Juan Castilla

Personal information
- Full name: Juan Andres Castilla Lozano
- Date of birth: July 27, 2004 (age 22)
- Place of birth: Cali, Colombia
- Height: 1.77 m (5 ft 10 in)
- Position: Midfielder

Team information
- Current team: Llaneros
- Number: 13

Youth career
- 2016–: Houston Dynamo
- –2019: Columbus Crew
- 2019–2020: Houston Dynamo

Senior career*
- Years: Team / Apps / (Gls)
- 2020: Rio Grande Valley FC / 0 / (0)
- 2021–2023: Houston Dynamo / 2 / (0)
- 2022–2023: Houston Dynamo 2 / 24 / (2)
- 2023: Deportivo Cali / 14 / (0)
- 2024–2025: Deportivo Pasto / 30 / (1)
- 2025: La Equidad / 17 / (1)
- 2026–: Llaneros / 1 / (0)

International career^{‡}
- 2022: United States U17 / 1 / (0)
- 2022: United States U19 / 2 / (0)
- 2022–2023: Colombia U20 / 20 / (0)
- 2023: Colombia U23 / 4 / (0)

= Juan Castilla (footballer) =

Colombian footballer

Juan Andres Castilla Lozano (born July 27, 2004) is a Colombian professional footballer who plays as a midfielder for Llaneros.

==Career==

=== Youth ===
Castilla joined the Houston Dynamo pre-academy teams when he was 7. In 2016, at the age of 11, he moved to the Dynamo Academy. He spent some time training in Spain and with the Columbus Crew Academy before returning to the Dynamo in 2019.

=== Professional ===

====Houston Dynamo====
On 14 June 2020, Castilla signed a Homegrown contract with the Houston Dynamo. The contract went into effect on 1 January 2021. At 15 years old, Castilla became the youngest homegrown signing in club history. He spent the rest of 2020 with Houston's USL Championship affiliate, RGVFC. He made his professional debut on 31 October 2021, coming on as late substitute for Memo Rodríguez in a 1–0 home defeat to the Colorado Rapids. Castilla ended the 2021 season with 2 appearances.

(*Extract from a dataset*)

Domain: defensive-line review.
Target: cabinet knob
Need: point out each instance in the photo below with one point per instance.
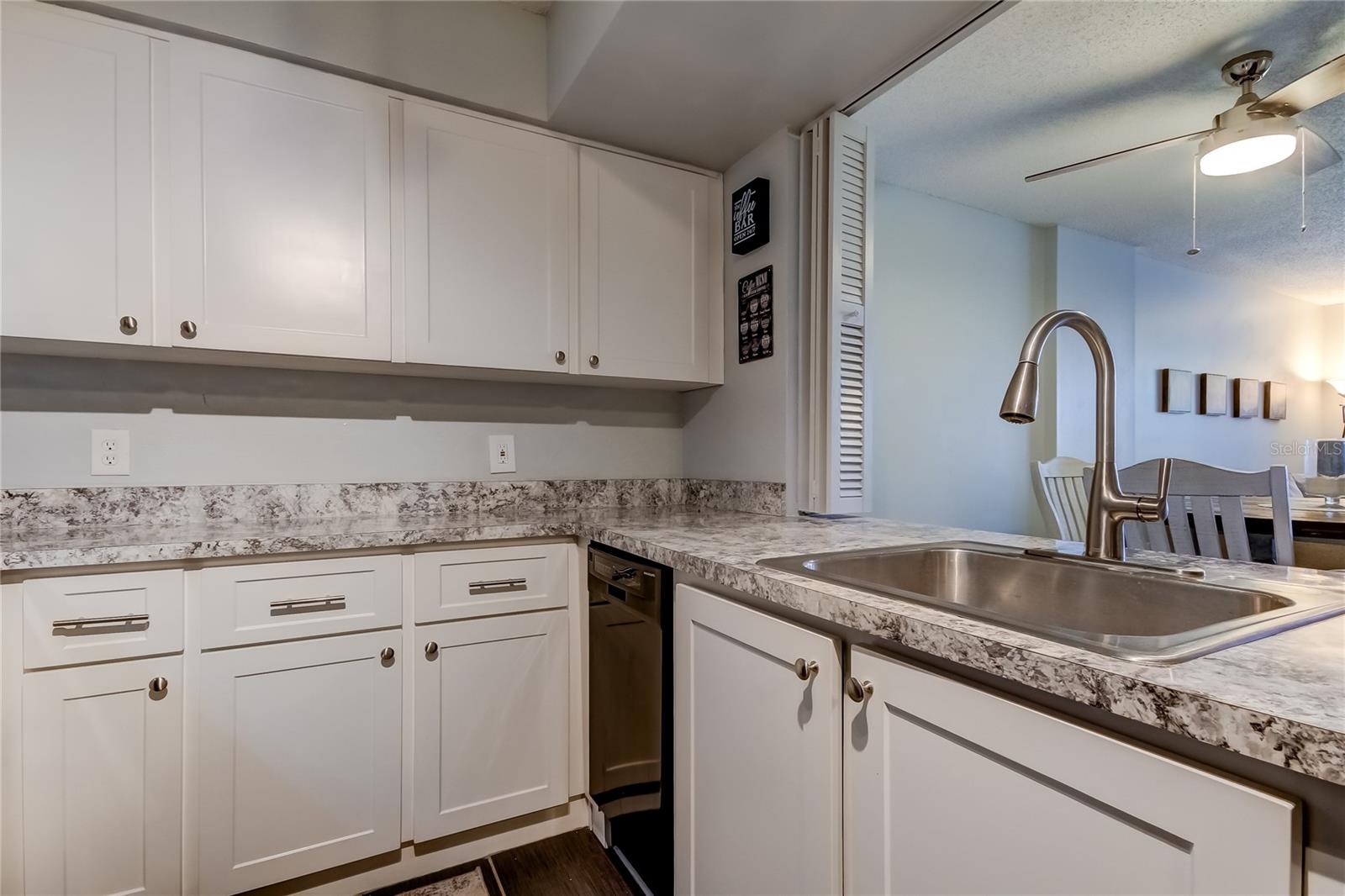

During the 2022 season, Castilla primarily played with Houston Dynamo 2 in MLS Next Pro, where he had 1 goal and 4 assists in 17 appearances. His one first team appearance of the season was a substitute appearance in the Open Cup.

On 23 July 2023, Castilla signed with Categoría Primera A side Deportivo Cali.

==Career statistics==
===Club===

Appearances and goals by club, season and competition
| Club | Season | League |  |  | National cup |  | Continental |  | Playoffs |  | Total |  |
| Division | Apps | Goals | Apps | Goals | Apps | Goals | Apps | Goals | Apps | Goals |
| Rio Grande Valley FC | 2020 | USL Championship | 0 | 0 | — |  | — |  | — |  | 0 | 0 |
| Houston Dynamo | 2021 | Major League Soccer | 2 | 0 | — |  | — |  | — |  | 2 | 0 |
| 2022 | 0 | 0 | 1 | 0 | — |  | — |  | 1 | 0 |
| 2023 | 0 | 0 | 0 | 0 | 0 | 0 | 0 | 0 | 0 | 0 |
| Total |  | 2 | 0 | 1 | 0 | 0 | 0 | 0 | 0 | 3 | 0 |
| Houston Dynamo 2 | 2022 | MLS Next Pro | 17 | 1 | — |  | — |  | 0 | 0 | 17 | 1 |
| Career total |  |  | 19 | 1 | 1 | 0 | 0 | 0 | 0 | 0 | 19 | 1 |

== Personal life ==
Castilla was born in Cali, Colombia. When he was 3, his family moved to Houston, Texas.